Wang Pi-Cheng died


Wang Pi-Cheng, 102, a Chinese general who represented his nation at ceremonies ending World War II, died Thursday in Westminster. He was born in 1900 in Jiangxi province, graduated from Wuchang Normal University in 1924 and taught elementary school for three years before joining the military. Mr. Wang was Chinese military attache to the Soviet Union during the 1937-45 and witnessed the Japanese surrender aboard the U.S. battleship Missouri in 1945. Mr. Wang retired as a lieutenant general from the army of the Republic of China in 1974. He was not often on the battlefield, but earned a medal for hand-to-hand combat. Wang encountered a Japanese sergeant in a field outside Shanghai during the Sino-Japanese War, his sons said, and killed him with a sword, suffering a bayonet wound in the struggle.
Mr.

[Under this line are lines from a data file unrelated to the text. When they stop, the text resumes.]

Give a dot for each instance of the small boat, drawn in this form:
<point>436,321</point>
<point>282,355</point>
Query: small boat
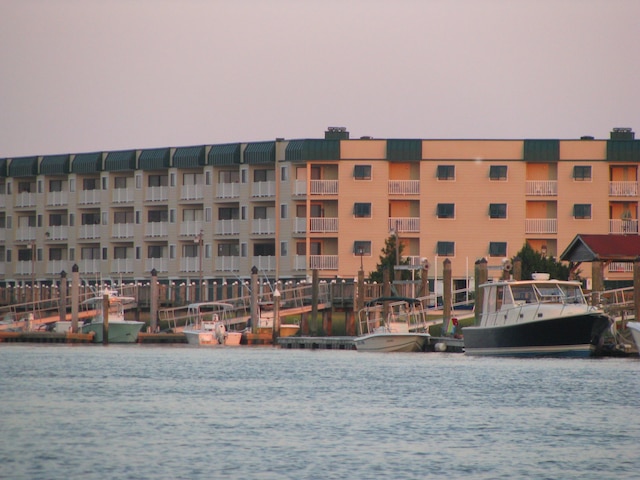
<point>403,330</point>
<point>538,317</point>
<point>120,330</point>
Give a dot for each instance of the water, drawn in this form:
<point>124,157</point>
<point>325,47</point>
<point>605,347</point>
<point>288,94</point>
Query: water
<point>177,412</point>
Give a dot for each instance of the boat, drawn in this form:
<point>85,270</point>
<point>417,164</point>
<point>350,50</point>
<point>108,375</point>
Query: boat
<point>120,330</point>
<point>403,330</point>
<point>538,317</point>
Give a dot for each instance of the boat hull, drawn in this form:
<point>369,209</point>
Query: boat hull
<point>119,332</point>
<point>391,342</point>
<point>573,336</point>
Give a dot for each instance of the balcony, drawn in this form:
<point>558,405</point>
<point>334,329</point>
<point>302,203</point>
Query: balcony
<point>324,187</point>
<point>623,189</point>
<point>227,190</point>
<point>57,199</point>
<point>192,192</point>
<point>542,188</point>
<point>156,194</point>
<point>263,226</point>
<point>404,224</point>
<point>263,189</point>
<point>541,225</point>
<point>404,187</point>
<point>227,264</point>
<point>623,227</point>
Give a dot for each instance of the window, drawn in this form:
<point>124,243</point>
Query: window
<point>446,210</point>
<point>445,248</point>
<point>362,210</point>
<point>497,210</point>
<point>581,173</point>
<point>582,210</point>
<point>362,247</point>
<point>498,172</point>
<point>362,172</point>
<point>446,172</point>
<point>498,249</point>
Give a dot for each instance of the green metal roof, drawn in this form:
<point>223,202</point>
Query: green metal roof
<point>623,150</point>
<point>154,159</point>
<point>541,150</point>
<point>55,165</point>
<point>404,150</point>
<point>188,157</point>
<point>120,161</point>
<point>227,154</point>
<point>260,153</point>
<point>87,163</point>
<point>312,149</point>
<point>23,167</point>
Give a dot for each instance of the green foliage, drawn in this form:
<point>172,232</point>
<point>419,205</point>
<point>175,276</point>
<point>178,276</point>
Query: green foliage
<point>535,262</point>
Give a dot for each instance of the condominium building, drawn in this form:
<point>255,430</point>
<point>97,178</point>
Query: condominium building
<point>289,207</point>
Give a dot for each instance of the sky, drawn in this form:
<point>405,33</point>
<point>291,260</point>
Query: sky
<point>102,75</point>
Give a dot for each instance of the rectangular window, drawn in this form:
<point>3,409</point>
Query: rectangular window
<point>582,173</point>
<point>362,247</point>
<point>498,172</point>
<point>362,172</point>
<point>498,249</point>
<point>446,172</point>
<point>582,210</point>
<point>362,210</point>
<point>445,248</point>
<point>446,210</point>
<point>497,210</point>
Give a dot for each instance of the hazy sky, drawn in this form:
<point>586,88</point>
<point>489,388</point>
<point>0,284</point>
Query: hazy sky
<point>95,75</point>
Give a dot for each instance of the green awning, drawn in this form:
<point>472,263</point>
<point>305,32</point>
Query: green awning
<point>541,150</point>
<point>258,153</point>
<point>403,150</point>
<point>23,167</point>
<point>312,149</point>
<point>154,159</point>
<point>188,157</point>
<point>227,154</point>
<point>87,163</point>
<point>120,161</point>
<point>55,165</point>
<point>623,150</point>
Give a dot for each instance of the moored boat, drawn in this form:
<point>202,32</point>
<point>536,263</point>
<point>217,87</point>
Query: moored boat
<point>539,317</point>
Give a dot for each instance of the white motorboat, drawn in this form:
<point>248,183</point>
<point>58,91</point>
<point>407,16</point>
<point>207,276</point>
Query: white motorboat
<point>538,317</point>
<point>120,330</point>
<point>403,330</point>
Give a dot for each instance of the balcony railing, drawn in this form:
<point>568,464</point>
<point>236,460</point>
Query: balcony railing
<point>542,187</point>
<point>324,187</point>
<point>404,187</point>
<point>622,227</point>
<point>623,189</point>
<point>541,225</point>
<point>323,225</point>
<point>405,225</point>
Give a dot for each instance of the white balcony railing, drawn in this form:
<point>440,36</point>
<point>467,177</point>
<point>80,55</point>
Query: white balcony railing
<point>542,187</point>
<point>263,226</point>
<point>406,225</point>
<point>227,264</point>
<point>623,227</point>
<point>156,229</point>
<point>404,187</point>
<point>623,189</point>
<point>541,225</point>
<point>227,190</point>
<point>323,225</point>
<point>324,187</point>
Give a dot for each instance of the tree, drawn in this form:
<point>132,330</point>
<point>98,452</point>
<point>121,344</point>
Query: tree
<point>535,262</point>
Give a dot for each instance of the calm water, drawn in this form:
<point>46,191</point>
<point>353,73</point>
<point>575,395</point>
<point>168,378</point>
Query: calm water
<point>147,412</point>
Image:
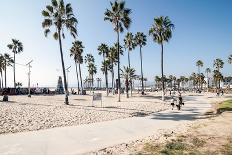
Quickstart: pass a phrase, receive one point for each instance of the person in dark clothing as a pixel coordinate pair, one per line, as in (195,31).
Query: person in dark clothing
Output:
(173,102)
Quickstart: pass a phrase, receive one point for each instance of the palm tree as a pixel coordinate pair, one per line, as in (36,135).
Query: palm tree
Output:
(18,84)
(218,64)
(17,47)
(140,40)
(60,16)
(127,74)
(230,59)
(207,71)
(170,79)
(1,69)
(157,81)
(217,78)
(130,45)
(104,51)
(199,64)
(8,61)
(193,78)
(76,51)
(161,31)
(118,15)
(112,58)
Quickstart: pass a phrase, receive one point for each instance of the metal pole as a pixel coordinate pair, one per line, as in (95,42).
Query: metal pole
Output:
(67,70)
(29,81)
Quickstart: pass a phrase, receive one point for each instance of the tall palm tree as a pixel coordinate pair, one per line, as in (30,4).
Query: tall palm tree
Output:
(140,40)
(127,74)
(130,45)
(157,81)
(104,51)
(161,31)
(118,15)
(199,64)
(112,58)
(170,79)
(8,61)
(1,69)
(230,59)
(60,16)
(76,51)
(218,64)
(193,77)
(217,78)
(207,71)
(17,47)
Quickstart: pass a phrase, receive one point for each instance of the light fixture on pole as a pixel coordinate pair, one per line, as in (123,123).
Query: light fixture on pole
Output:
(29,74)
(67,70)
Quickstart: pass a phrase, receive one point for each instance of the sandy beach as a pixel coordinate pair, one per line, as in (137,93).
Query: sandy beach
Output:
(22,114)
(201,128)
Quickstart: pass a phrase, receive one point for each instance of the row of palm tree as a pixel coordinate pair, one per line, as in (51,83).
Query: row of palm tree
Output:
(60,16)
(161,31)
(77,53)
(6,60)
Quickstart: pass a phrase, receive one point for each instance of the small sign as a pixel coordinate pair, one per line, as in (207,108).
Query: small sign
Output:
(97,96)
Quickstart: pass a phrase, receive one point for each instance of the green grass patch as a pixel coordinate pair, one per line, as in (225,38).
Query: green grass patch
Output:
(225,106)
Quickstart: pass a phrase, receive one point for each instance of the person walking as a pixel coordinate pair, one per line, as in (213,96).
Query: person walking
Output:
(173,102)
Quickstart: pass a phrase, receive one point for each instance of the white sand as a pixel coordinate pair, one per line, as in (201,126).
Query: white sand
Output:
(42,112)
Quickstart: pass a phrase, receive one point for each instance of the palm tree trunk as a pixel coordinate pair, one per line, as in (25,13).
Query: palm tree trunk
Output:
(141,60)
(78,85)
(162,70)
(63,68)
(119,84)
(92,82)
(130,80)
(106,79)
(2,79)
(112,79)
(80,78)
(14,72)
(127,91)
(5,73)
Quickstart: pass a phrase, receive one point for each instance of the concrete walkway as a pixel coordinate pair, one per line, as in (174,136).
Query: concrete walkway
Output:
(84,138)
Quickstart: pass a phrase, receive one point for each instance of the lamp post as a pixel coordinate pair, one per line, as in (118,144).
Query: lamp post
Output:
(67,70)
(29,74)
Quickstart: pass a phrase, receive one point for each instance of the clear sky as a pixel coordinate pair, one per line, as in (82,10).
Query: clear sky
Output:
(203,30)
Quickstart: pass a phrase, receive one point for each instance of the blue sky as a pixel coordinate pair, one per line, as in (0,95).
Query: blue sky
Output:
(203,30)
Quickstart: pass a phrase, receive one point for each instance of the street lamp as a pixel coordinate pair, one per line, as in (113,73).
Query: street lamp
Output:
(29,73)
(67,70)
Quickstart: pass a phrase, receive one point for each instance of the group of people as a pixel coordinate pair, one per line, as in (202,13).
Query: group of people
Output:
(178,102)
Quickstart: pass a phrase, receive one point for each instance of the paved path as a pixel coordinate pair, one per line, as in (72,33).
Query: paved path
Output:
(84,138)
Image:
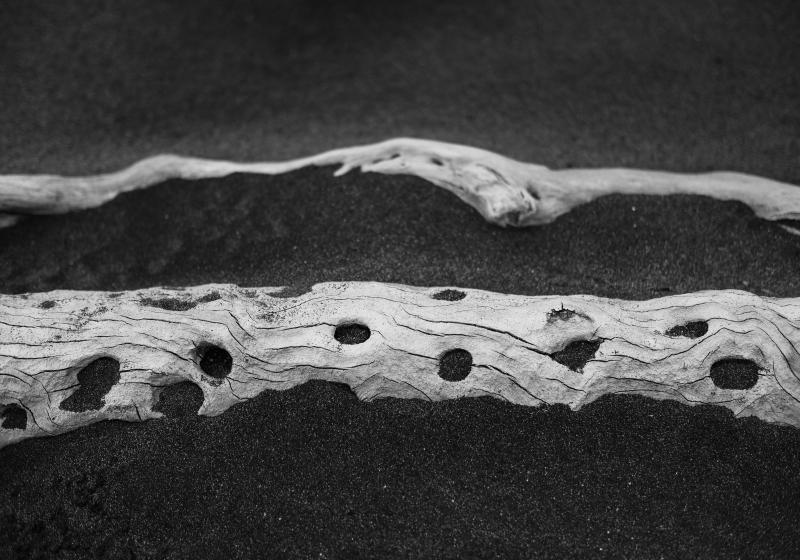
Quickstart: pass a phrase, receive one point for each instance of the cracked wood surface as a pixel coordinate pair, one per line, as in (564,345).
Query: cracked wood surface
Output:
(506,192)
(654,348)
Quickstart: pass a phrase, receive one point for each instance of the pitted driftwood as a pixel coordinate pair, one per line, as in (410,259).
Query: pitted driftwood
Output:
(664,348)
(505,192)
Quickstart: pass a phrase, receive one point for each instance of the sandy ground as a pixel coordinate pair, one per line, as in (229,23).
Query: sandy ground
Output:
(312,472)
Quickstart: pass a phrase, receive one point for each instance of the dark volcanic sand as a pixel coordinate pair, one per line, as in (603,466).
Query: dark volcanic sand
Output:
(313,472)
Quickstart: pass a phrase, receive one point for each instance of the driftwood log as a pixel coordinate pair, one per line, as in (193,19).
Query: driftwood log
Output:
(506,192)
(70,358)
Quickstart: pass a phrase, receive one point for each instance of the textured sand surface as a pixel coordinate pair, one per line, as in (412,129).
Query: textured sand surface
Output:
(312,471)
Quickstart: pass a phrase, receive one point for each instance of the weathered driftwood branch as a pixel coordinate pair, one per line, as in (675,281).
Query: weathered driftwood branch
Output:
(506,192)
(68,359)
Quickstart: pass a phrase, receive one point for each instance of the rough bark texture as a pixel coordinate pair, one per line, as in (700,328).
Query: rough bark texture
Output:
(68,359)
(505,192)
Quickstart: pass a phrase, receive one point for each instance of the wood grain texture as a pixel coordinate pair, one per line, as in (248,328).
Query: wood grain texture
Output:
(522,349)
(504,191)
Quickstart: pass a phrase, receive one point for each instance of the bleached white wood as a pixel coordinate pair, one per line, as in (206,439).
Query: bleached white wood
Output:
(505,192)
(276,343)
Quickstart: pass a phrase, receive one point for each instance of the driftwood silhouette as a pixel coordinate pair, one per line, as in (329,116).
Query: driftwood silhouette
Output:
(71,358)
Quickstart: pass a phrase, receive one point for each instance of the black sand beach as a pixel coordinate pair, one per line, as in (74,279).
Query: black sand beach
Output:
(313,472)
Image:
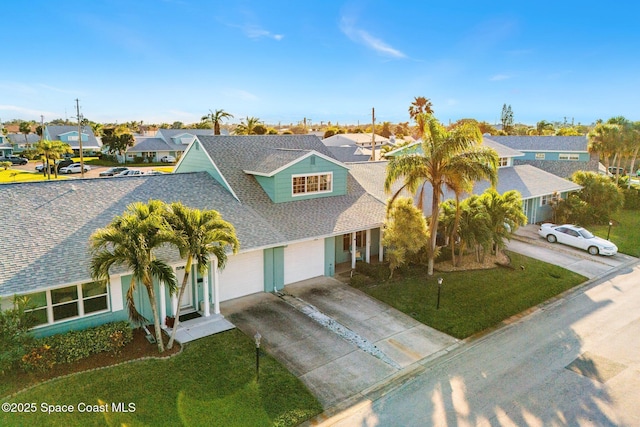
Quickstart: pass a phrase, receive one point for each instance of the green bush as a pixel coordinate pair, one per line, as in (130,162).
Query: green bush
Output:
(76,345)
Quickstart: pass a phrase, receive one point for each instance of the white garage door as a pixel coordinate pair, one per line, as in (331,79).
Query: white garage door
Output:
(303,261)
(243,275)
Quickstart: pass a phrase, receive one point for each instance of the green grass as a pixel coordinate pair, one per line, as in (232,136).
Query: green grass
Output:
(211,383)
(625,232)
(472,301)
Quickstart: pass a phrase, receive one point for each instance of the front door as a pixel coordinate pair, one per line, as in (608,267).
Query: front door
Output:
(187,298)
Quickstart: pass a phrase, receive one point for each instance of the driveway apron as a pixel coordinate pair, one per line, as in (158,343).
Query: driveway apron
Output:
(332,366)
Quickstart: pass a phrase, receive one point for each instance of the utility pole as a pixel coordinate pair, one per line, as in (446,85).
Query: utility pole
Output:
(80,137)
(373,135)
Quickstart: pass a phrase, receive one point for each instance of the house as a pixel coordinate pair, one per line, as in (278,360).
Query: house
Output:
(536,186)
(559,155)
(297,212)
(355,147)
(166,142)
(69,134)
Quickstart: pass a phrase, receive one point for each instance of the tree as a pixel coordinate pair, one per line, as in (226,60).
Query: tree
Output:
(50,152)
(215,118)
(25,127)
(130,241)
(420,107)
(506,118)
(199,234)
(247,126)
(405,232)
(445,159)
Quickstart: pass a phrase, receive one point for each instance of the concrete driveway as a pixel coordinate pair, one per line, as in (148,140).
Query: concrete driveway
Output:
(365,343)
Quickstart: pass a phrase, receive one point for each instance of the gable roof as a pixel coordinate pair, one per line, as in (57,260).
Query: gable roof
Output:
(53,247)
(542,143)
(300,219)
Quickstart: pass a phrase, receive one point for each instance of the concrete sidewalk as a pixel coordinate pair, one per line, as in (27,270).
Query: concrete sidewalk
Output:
(332,367)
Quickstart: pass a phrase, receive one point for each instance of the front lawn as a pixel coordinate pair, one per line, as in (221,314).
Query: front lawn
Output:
(625,231)
(213,383)
(472,301)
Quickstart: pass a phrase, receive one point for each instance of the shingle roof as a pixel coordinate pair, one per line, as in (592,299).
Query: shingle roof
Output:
(296,220)
(51,222)
(542,143)
(56,131)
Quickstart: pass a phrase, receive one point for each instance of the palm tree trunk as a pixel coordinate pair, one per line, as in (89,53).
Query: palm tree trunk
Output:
(183,286)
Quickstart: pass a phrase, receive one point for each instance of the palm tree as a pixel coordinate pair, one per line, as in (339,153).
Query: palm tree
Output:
(130,241)
(420,107)
(248,127)
(446,157)
(198,234)
(215,118)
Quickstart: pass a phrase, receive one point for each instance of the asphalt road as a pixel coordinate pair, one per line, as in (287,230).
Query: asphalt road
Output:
(574,363)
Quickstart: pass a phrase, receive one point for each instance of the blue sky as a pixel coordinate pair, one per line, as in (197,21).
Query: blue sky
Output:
(173,60)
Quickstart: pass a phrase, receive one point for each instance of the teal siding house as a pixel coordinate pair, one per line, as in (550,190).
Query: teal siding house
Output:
(298,212)
(536,186)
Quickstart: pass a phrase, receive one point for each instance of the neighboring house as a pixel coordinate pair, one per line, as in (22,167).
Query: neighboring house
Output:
(559,155)
(166,142)
(69,134)
(297,212)
(19,141)
(355,147)
(536,186)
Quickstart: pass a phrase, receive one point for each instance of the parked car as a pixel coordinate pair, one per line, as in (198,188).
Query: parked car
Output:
(577,237)
(15,160)
(130,172)
(113,171)
(74,168)
(58,164)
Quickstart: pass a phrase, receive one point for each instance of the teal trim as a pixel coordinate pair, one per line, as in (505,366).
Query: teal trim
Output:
(273,268)
(330,256)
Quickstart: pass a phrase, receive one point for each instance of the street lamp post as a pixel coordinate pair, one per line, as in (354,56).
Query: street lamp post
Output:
(257,338)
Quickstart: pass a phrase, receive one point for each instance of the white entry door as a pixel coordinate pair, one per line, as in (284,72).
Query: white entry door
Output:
(187,298)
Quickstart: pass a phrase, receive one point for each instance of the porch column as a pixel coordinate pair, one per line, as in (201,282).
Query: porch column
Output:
(353,250)
(216,286)
(163,304)
(367,251)
(205,293)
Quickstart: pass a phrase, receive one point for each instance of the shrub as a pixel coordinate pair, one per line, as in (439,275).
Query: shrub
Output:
(38,359)
(76,345)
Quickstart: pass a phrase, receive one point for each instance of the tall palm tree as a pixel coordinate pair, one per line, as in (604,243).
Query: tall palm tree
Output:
(130,241)
(216,118)
(247,126)
(198,234)
(446,157)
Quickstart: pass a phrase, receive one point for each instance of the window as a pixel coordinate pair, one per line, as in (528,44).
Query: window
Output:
(305,184)
(569,156)
(361,240)
(71,301)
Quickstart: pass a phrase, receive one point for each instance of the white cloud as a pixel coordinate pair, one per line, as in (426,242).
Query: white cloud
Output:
(363,37)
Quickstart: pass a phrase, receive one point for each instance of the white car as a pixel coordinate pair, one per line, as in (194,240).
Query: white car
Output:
(74,168)
(577,237)
(130,172)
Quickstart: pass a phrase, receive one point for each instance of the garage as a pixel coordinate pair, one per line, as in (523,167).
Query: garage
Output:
(243,275)
(303,261)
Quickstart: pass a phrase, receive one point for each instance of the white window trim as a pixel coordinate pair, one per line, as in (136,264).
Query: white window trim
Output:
(306,175)
(81,314)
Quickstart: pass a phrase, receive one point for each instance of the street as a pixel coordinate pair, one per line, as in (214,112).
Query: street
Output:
(576,362)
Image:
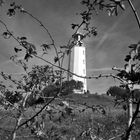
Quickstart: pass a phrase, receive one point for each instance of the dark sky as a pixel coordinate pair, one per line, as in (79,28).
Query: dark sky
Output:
(103,51)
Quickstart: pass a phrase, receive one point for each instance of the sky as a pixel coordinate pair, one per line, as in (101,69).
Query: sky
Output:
(104,51)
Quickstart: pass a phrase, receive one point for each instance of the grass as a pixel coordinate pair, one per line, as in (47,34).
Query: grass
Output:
(65,127)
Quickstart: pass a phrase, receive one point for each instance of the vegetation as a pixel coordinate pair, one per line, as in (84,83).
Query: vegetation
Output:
(40,104)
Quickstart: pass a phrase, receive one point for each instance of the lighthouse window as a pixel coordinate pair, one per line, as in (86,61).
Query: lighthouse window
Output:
(83,61)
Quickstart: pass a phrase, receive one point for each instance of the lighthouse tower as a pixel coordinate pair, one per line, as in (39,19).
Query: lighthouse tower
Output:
(79,64)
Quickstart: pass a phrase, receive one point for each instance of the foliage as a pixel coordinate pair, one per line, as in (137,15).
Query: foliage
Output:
(37,89)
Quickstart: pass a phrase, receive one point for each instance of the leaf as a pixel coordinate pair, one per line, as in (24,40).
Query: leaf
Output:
(56,59)
(23,38)
(11,12)
(133,46)
(127,58)
(27,56)
(122,6)
(73,26)
(45,47)
(6,35)
(17,50)
(1,2)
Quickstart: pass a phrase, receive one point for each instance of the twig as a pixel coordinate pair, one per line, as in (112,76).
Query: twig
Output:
(135,12)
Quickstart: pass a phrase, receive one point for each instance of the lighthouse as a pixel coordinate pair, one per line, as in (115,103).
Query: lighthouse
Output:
(79,62)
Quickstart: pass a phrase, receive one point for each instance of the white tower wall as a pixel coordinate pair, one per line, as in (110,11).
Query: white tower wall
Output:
(79,66)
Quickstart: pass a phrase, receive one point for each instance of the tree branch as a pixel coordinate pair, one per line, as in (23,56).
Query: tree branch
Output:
(135,12)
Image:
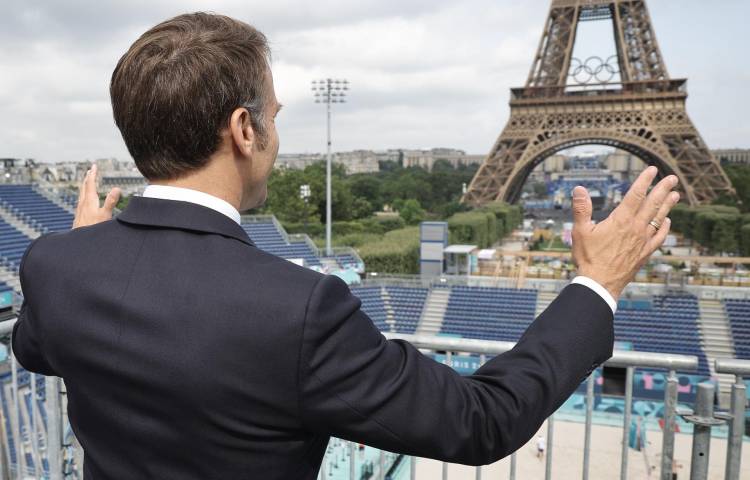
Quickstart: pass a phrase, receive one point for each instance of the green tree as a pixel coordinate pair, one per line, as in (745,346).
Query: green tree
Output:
(724,234)
(412,212)
(739,175)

Wang continued his education as a Chinese government-sponsored scholar at military academies around the world, including the Japanese Army Academy and the U.S. Army Command and General Staff College in Ft. Leavenworth, Kansas. While a student in Munich, Germany, he met Adolf Hitler and chatted with Benito Mussolini in the Italian leader's country villa, family members said.
Chinese leader Chiang Kai-Shek trusted Wang's intelligence analysis so much that, in 1943, he chose not to move his capital west, even though the Japanese were perilously close to Chungking.
"He told the generalissimo that the Japanese supply lines were too long, they couldn't support them. That was his judgment and everybody was surprised," said Wang Tze Ching, 87, an unrelated colleague who headed the American intelligence section of Chiang's government at the time. "It was a big risk, but finally the Japanese did withdraw."
Mr. Wang's five sons, who all live in Southern California, are proud of their father's accomplishments, though they say he was absent for much of their childhood. "He devoted his whole life to the Chinese people," said Wang's eldest son, Richard, 76. "Before I was 10 years old, I never had a chance to dine with him at the same table." But after the retired general moved to California in 1978 with his second wife, Lydia, to live with his sons, he reveled in family life. His health began to fail this year after his wife died in January. He died Thursday of heart and kidney failure. (Source: Jia-Rui Chong, The Los Angeles Times, Mar. 1, 2003).